SECTIONS 38-40: THE ARMED SERVICES

  The Government recognises the need for it to be clearly accountable where management failings on its part lead to death. There will therefore be no general Crown immunity providing exemption from prosecution. However . . . it is important that the ability of the Armed Forces to carry out, and train for, combat and other warlike operations is not undermined. The law already recognises that the public interest is best served by the Armed Forces being immune from legal action arising out of combat and other similar situations and from preparation for these, and this is recognised in the offence. We also consider it important that the effectiveness of training in conditions that simulate combat and similar circumstances should not be undermined and these too are not covered by the offence. However, the offence would otherwise apply to the Armed Forces.

  To avoid possible future accountability of individuals deployed with the Armed Forces on Contractor on Deployed Operations (CONDO) who by their nature are employees of a Company performing work for the MoD but are also members of Reserve Forces Clause 10 (2) of the Bill should be amended by inserting after "armed forces" the phrase "at the date of commission of any offence to which this Act applies" and inserting "exclusively" after employed.


SECTIONS 45-46—PUNITIVE SANCTIONS

  The Law Commission in its 1996 report argued that it would not be appropriate for an offence that deliberately stressed the liability of the corporation itself to involve punitive sanctions for individuals. Secondary liability for the new offence should only extend to individuals in circumstances where they were themselves guilty of manslaughter.

  In its consultation paper in 2000, the Government expressed concern that without punitive sanctions against company officers, there would be insufficient deterrent force to the new proposals. The paper therefore asked for views on whether individual officers contributing to a management failure should face disqualification. It further sought views on whether imprisonment should be available in proceedings for a separate offence of contributing to a management failing that had caused death, and the sort of sanctions that should be available.

  Agreed—the approach of the Bill is right ie there should be no additional jeopardy for the individuals concerned, since they would in appropriate cases be subject to separate prosecution for manslaughter or other offences, as well as certain disqualification proceedings under existing legislation.

SECTION 57—INVESTIGATION AND PROSECUTION

  The consultation paper in 2000 invited views whether health and safety enforcing authorities in England and Wales should be given powers to investigate and prosecute the new offence, in addition to the police and Crown Prosecution Service. This attracted a range of comment, and little consensus of opinion.

  The results of enforcing authorities investigations should form the basis of decisions to prosecute.
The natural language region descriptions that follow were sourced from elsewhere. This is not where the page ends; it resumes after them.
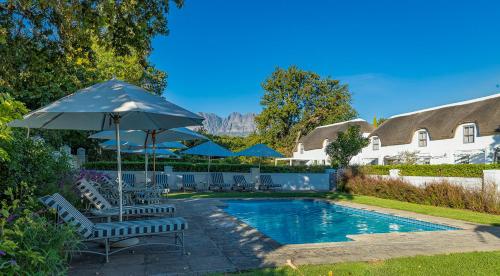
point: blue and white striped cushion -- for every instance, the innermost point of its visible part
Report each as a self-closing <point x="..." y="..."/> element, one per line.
<point x="188" y="181"/>
<point x="69" y="214"/>
<point x="162" y="180"/>
<point x="139" y="227"/>
<point x="91" y="193"/>
<point x="218" y="180"/>
<point x="266" y="180"/>
<point x="129" y="178"/>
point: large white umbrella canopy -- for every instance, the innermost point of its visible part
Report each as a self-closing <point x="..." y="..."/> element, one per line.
<point x="145" y="137"/>
<point x="110" y="105"/>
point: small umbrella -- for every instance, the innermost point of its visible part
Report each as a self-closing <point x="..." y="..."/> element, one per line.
<point x="151" y="138"/>
<point x="110" y="105"/>
<point x="209" y="149"/>
<point x="259" y="150"/>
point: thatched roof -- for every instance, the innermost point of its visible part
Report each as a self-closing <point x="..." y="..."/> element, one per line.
<point x="441" y="122"/>
<point x="315" y="139"/>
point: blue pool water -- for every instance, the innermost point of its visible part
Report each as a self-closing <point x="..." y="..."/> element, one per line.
<point x="313" y="221"/>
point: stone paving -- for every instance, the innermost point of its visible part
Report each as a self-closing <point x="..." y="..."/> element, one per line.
<point x="217" y="242"/>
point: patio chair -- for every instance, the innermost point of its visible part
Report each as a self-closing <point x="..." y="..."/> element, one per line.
<point x="217" y="183"/>
<point x="103" y="208"/>
<point x="242" y="184"/>
<point x="128" y="179"/>
<point x="116" y="231"/>
<point x="266" y="183"/>
<point x="188" y="182"/>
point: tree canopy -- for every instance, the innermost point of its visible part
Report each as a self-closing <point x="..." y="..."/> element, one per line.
<point x="296" y="101"/>
<point x="347" y="145"/>
<point x="50" y="48"/>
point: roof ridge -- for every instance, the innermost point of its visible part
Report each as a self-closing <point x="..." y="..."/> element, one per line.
<point x="448" y="105"/>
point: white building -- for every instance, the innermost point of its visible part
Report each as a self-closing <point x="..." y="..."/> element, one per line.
<point x="464" y="132"/>
<point x="310" y="149"/>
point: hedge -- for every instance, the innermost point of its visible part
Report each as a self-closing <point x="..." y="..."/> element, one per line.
<point x="202" y="167"/>
<point x="456" y="170"/>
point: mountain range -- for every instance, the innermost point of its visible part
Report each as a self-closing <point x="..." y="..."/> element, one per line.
<point x="235" y="124"/>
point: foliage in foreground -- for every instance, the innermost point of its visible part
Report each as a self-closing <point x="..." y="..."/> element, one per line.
<point x="437" y="194"/>
<point x="29" y="242"/>
<point x="475" y="263"/>
<point x="452" y="170"/>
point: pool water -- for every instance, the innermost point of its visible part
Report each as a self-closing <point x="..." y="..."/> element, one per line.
<point x="313" y="221"/>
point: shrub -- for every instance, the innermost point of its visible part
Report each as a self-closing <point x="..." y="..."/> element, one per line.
<point x="438" y="194"/>
<point x="452" y="170"/>
<point x="30" y="243"/>
<point x="202" y="167"/>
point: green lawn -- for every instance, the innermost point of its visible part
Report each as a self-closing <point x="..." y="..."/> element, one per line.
<point x="476" y="263"/>
<point x="459" y="214"/>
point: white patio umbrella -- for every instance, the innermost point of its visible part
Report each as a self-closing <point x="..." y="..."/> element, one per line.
<point x="110" y="105"/>
<point x="151" y="139"/>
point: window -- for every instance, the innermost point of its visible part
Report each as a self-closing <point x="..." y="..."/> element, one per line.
<point x="376" y="143"/>
<point x="468" y="134"/>
<point x="422" y="138"/>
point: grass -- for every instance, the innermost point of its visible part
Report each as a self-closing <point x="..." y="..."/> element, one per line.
<point x="475" y="263"/>
<point x="459" y="214"/>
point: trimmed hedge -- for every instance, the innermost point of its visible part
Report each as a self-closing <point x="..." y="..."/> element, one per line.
<point x="202" y="167"/>
<point x="451" y="170"/>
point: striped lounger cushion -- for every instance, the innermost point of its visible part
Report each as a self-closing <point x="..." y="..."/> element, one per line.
<point x="69" y="214"/>
<point x="139" y="227"/>
<point x="218" y="180"/>
<point x="188" y="181"/>
<point x="100" y="203"/>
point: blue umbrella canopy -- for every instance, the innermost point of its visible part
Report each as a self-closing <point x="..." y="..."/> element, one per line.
<point x="170" y="145"/>
<point x="259" y="150"/>
<point x="149" y="151"/>
<point x="209" y="149"/>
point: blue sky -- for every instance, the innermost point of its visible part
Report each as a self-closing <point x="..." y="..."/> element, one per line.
<point x="396" y="56"/>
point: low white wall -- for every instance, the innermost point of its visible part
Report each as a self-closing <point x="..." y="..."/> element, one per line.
<point x="468" y="182"/>
<point x="290" y="181"/>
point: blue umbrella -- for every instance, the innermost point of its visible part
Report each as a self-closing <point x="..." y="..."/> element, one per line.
<point x="259" y="150"/>
<point x="209" y="149"/>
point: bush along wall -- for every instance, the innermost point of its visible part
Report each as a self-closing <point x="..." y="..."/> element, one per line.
<point x="447" y="170"/>
<point x="202" y="167"/>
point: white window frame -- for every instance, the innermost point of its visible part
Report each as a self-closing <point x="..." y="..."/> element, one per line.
<point x="468" y="137"/>
<point x="422" y="141"/>
<point x="375" y="146"/>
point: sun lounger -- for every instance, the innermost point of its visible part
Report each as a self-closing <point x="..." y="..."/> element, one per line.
<point x="128" y="179"/>
<point x="116" y="231"/>
<point x="218" y="183"/>
<point x="188" y="182"/>
<point x="103" y="208"/>
<point x="242" y="184"/>
<point x="266" y="183"/>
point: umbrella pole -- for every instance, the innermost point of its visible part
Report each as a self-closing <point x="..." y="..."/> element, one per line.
<point x="119" y="164"/>
<point x="146" y="167"/>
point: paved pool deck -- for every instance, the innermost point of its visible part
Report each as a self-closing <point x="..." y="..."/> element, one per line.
<point x="217" y="242"/>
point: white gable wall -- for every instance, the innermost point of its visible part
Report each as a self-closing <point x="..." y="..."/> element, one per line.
<point x="445" y="151"/>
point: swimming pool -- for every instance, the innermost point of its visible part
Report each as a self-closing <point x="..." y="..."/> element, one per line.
<point x="314" y="221"/>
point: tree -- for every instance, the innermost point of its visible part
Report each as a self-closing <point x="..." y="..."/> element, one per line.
<point x="347" y="145"/>
<point x="295" y="102"/>
<point x="51" y="48"/>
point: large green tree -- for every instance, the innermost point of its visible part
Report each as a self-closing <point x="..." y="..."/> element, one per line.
<point x="51" y="48"/>
<point x="296" y="101"/>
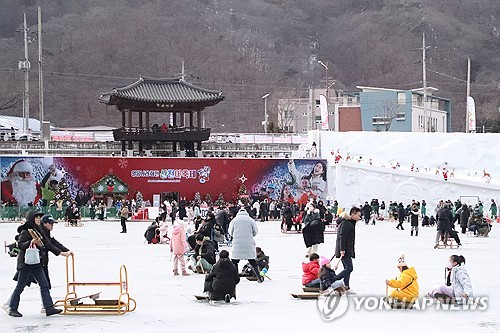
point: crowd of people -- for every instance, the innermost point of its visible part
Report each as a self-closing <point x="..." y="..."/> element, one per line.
<point x="198" y="250"/>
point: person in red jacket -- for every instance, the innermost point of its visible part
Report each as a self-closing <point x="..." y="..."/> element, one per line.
<point x="178" y="246"/>
<point x="310" y="277"/>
  Support the proposal that the consent of the DPP is required before prosecution.

SECTION 62—COSTS

  . . . we have identified costs of some £14.5 million to industry. A 1% increase in compliance with health and safety measures would provide some £200-300 million in savings in the costs associated with workplace injuries and death. We will continue to develop the RIA (regulatory impact assessment) in the light of comments on the draft Bill and would welcome further information from respondents on potential costs.

  No comment.

ADDITIONAL COMMENTS OR NOTES

  Clause 4 of the Bill: Relevant duty of care.

  The second sentence of Clause 4(3) should be removed. It is accepted that the issues surrounding the duty of care are questions of law, but the underlying facts should always be questions for the jury in a criminal trial and not for the judge. This is a fundamental tenet of the English criminal justice system and to exclude it would be potentially to deny some of the basic human rights of the defendant. It is also difficult to see how in practice the judge could be expected to rule on the underlying facts relating to the duty of care when those facts will almost inevitably consist wholly or partly of the very facts of the case before the court, which are in any event reserved to the jury.